The San Francisco Bay Model was, like the Mississippi Basin Model, built by the Army Corps of Engineers to study the flow of water — in this case, simulating “the rise and fall of tide, flow, and currents of water, mixing of salt and fresh water, and… trends in sediment movement”, permitting the study of the impact of both natural events (such as floods) and human actions (such as dredging and industrial accidents). It is also, again like the Mississippi Basin Model, out of service, not having been used for active modeling since 2000, though — unlike the Mississippi Basin Model — it has found a second life as a public education center, open to guided and unguided public tours.
The San Francisco Bay Model is the only model of its size which remains intact and functional. (There were originally three comparable models built by the Army Corps, with the San Francisco and Mississippi Models joined by the Chesapeake Bay Model on Kents Island, MD. The Chesapeake Bay Model ran its last test in 1982 — successfully predicting the watery resting place of the body of the final victim of the Air Florida Flight 90 crash — and today occupies a mostly empty lot in Matapeake State Park.) Interestingly, the reason that the San Francisco Bay Model outlasted its contemporaries in active service was not only that it was indoors — the Chesapeake Bay Model was also indoors — but that “an ingenious system of 286 concrete slabs individually supported on adjustable jacks” permitted the model to be continuously reconfigured in geologic miniature to accurately represent the shifting fluid topography of the Bay area.
[The aerial image is via Google Maps; the interior shot is by flickr user chuck b.]

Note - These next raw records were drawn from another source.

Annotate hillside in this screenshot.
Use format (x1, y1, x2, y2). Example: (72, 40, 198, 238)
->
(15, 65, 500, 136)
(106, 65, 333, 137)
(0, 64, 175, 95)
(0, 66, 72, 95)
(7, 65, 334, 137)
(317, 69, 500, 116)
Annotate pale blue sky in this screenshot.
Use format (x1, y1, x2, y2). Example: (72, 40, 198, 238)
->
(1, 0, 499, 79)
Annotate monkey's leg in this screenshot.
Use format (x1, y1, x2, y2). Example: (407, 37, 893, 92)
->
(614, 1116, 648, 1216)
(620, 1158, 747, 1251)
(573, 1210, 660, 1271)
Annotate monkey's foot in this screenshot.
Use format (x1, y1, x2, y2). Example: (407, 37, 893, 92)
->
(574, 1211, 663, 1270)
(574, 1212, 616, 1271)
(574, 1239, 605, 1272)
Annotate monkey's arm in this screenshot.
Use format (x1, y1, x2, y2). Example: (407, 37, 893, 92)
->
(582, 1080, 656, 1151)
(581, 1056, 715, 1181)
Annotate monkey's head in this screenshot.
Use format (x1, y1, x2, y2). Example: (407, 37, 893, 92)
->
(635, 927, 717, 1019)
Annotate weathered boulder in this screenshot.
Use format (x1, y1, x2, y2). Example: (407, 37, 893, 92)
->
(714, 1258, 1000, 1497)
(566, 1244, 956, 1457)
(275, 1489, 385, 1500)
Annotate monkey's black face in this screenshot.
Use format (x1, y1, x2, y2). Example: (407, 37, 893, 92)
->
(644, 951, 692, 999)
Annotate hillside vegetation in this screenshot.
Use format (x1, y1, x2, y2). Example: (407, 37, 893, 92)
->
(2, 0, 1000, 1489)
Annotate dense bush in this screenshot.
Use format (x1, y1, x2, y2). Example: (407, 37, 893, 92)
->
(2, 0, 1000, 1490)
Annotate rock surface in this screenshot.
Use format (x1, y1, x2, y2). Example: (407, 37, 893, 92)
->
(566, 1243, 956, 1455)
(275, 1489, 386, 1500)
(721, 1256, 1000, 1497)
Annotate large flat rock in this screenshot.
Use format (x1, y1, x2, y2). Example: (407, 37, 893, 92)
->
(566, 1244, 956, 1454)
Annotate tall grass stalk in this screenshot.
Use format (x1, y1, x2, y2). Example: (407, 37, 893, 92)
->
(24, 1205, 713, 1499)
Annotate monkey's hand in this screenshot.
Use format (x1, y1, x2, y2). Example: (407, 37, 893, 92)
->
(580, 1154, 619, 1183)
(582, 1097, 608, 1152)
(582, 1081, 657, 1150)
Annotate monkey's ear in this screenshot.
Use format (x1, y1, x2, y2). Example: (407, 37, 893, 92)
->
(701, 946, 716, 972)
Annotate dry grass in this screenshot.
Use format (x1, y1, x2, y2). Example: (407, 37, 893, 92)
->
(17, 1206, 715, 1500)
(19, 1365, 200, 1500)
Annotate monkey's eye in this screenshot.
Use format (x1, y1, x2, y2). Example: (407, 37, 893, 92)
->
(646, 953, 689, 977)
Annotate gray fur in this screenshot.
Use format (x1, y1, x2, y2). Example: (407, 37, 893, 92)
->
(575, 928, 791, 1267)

Maybe you’ve already addressed this in one of your posts — I’d be curious to know if there are any advantages or improved accuracy(in these days of advanced hydraulic & hydrologic computer modeling)to physical modelling over computer-based modelling? Are there any locations or situations these days where a physical hydraulic model would be better than a computer-based model?
I would be curious about this as well (but I can’t say that I’ve done the work of searching for it).
One thing that occurs to me — in the case of the final test on the Chesapeake Bay Model, it was very much a jury-rigged thing, where they suddenly decided they wanted to see if they could use the model to predict where bodies would float to, and simply found a material that would simulate the movement of a body and (literally) tossed it into the model. Maybe there’s a kind of flexibility for quickly jury-rigging new tests that is inherent in physical models, with their tolerance for fudging things? An ability to use the model for something other than its intended purpose, that isn’t easily duplicated in a computer model?
(I’m thinking something parallel to the way that hand-drawing has a tolerance for error that computer drafting, with its demand for precision, does not. In drawing, both the precision and the tolerance for error are useful, depending on the circumstance and the purpose of the drawing.)
Related to the jury-rigging idea it would seem that it requires two different skill-sets and thus one might be more useful/available to a layman of sorts (the physical model). Maybe not to interpret the results but at least to make the changes in model.
Whereas the computer model would require much more technical skills?
Might cut both ways — the physical model being easier to jury-rig as a layman, but the computer model being easier to operate for its intended purpose as a layman. (This depends, of course, on the interface of the computer model — but it seems easier to imagine an intuitive and user-friendly interface to a computer model.)
I’m surprised that the physical models you described were ever constructed at all because, even without computers and computer modelling, you would think that using calculators, hydraulic calculations and modelling techniques one could accurately estimate flows, flood elevations, velocities, etc. of a large river system.
I wonder if there are certain types of hydraulic happenings – like erosion and sediment flow — that are too complicated to accurately model with equations and calculators and which required the construction of the physical models.
Thanks for your post and reply.
I see your point that an advantage of a physical model could be that it can easily be jury-rigged, once it’s up and running.